The appeal to the actuality of the past is really a red herring, for Swinburne could have made the same point about spatial intervals. But, as I’ve argued elsewhere, the problem with this argument is that it just assumes our mathematical modeling of time and space as sets of points is descriptive of reality, which has never been proven. Moreover, the model assumes that an interval, whether spatial or temporal, is composed of points rather than points’ being constructed out of an interval. One may take the view instead that an interval is not composed of points but exists logically prior to any points that one might care to specify on it. That is to say, you don’t begin with an actually infinite number of points and build a line out of it; rather you begin with the line and start to make divisions of it. Thus, the series of divisions envisioned by Swinburne is potentially infinite only, in that the process of dividing can go on forever. Infinity in this case is merely a limit concept; there never is an actually infinite number of intervals.

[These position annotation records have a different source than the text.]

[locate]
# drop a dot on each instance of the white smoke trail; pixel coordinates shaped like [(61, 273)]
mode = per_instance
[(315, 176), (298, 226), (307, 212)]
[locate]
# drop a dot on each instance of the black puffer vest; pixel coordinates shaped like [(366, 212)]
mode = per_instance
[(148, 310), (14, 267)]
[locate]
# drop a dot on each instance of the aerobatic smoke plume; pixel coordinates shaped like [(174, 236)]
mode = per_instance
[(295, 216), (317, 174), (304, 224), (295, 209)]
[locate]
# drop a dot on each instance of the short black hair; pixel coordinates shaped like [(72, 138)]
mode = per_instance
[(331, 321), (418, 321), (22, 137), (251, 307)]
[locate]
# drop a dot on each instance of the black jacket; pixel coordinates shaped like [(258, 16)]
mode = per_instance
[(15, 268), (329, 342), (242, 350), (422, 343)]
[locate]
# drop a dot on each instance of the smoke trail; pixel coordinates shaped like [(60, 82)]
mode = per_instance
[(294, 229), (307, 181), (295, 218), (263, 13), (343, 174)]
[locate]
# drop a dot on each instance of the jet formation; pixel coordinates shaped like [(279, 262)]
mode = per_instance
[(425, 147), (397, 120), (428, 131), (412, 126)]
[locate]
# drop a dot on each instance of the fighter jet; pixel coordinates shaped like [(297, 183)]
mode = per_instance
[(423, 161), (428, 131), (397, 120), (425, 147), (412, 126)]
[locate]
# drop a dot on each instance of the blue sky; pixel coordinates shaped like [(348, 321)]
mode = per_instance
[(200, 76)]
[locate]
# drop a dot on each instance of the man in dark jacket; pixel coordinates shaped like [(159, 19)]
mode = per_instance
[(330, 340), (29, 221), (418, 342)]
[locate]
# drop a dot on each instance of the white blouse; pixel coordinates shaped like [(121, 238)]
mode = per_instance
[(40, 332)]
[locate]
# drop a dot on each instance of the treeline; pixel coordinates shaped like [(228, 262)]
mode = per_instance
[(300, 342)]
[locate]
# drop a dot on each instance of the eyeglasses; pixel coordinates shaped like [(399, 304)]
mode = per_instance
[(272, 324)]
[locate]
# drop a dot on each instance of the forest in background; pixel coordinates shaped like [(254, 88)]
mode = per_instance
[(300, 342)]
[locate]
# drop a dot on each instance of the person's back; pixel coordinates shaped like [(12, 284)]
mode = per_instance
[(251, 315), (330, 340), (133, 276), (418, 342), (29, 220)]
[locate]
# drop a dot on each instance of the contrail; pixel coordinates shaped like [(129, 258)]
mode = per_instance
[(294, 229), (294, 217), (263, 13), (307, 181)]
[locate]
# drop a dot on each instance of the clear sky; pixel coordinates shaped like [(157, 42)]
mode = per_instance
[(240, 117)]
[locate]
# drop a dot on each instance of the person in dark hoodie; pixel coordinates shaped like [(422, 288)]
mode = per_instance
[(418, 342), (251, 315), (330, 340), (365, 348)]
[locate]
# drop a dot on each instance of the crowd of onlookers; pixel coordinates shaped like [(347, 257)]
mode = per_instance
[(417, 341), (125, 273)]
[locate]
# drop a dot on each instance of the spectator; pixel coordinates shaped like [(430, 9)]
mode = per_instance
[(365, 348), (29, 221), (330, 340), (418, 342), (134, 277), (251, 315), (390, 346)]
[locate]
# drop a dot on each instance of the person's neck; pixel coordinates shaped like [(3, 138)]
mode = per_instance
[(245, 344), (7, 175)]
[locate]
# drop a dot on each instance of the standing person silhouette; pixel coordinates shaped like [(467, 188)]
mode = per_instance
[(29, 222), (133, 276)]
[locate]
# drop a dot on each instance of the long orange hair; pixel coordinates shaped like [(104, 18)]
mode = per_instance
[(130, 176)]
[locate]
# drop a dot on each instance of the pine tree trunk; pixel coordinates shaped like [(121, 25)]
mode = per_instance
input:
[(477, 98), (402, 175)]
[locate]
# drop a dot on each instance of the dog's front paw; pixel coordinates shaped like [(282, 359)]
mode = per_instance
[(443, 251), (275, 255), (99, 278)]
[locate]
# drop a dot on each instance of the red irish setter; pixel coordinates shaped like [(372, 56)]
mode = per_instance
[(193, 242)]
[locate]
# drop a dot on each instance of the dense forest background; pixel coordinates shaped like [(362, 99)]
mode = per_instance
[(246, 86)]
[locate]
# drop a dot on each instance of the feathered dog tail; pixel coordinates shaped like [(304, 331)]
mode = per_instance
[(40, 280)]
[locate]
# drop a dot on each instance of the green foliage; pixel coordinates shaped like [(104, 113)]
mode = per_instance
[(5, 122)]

There is a second kalam argument for the beginning of the universe based on the impossibility of forming an actually infinite collection of things by adding one member after another:

1. The series of events in time is a collection formed by adding one member after another.
2. A collection formed by adding one member after another cannot be actually infinite.
3. Therefore, the series of events in time cannot be actually ­ infinite.

Noting that Immanuel Kant expounded a similar argument, Swinburne responds, “But Kant’s claim that an infinite series cannot have a last member holds only of infinite series with a first member—which a beginningless series would not have.”

This response is far too facile. (In fact, I’ve been tempted for some time now to write an article “Was Kant a Dummkopf?” based on the sort of reasoning some of his critics have attributed to the titan of Königsberg.) To express premiss (2) as the contention that an infinite series cannot have a last member is misleading because it mutes the role which temporal process plays in the argument. It’s easy to think of an infinite series with a last member, for example, the series of negative numbers: . . . , -3, -2, -1. But Kant’s point is that it seems impossible to get to that last member by proceeding one member at a time. Just as one cannot count to infinity, so one cannot count down from infinity. To say that the infinite past could have been formed by successive addition is like saying that someone has just succeeded in writing down all the negative numbers one at a time, ending at –1, which seems impossible. Kant’s argument is not refuted simply by pointing out that the only infinite series which have a last member are also beginningless.

So much for the philosophical arguments; what about the scientific confirmation of the beginning of the universe? On this score Swinburne agrees: “My assessment of the present state of science is that this is what it does tend to show.” Of course, conclusions supported by scientific evidence are always provisional, but in Swinburne’s view that evidence does support the conclusion that the universe came into existence at some time in the finite past.

Swinburne thus accepts both premisses of the kalam cosmological argument on inductive grounds. This means that it enjoys the same sort of support as Swinburne’s own favored version of the cosmological argument. Given the modest force which he ascribes to his own version of the argument, the kalam cosmological argument therefore deserves to stand shoulder to shoulder with Swinburne’s own argument in his cumulative case for theism.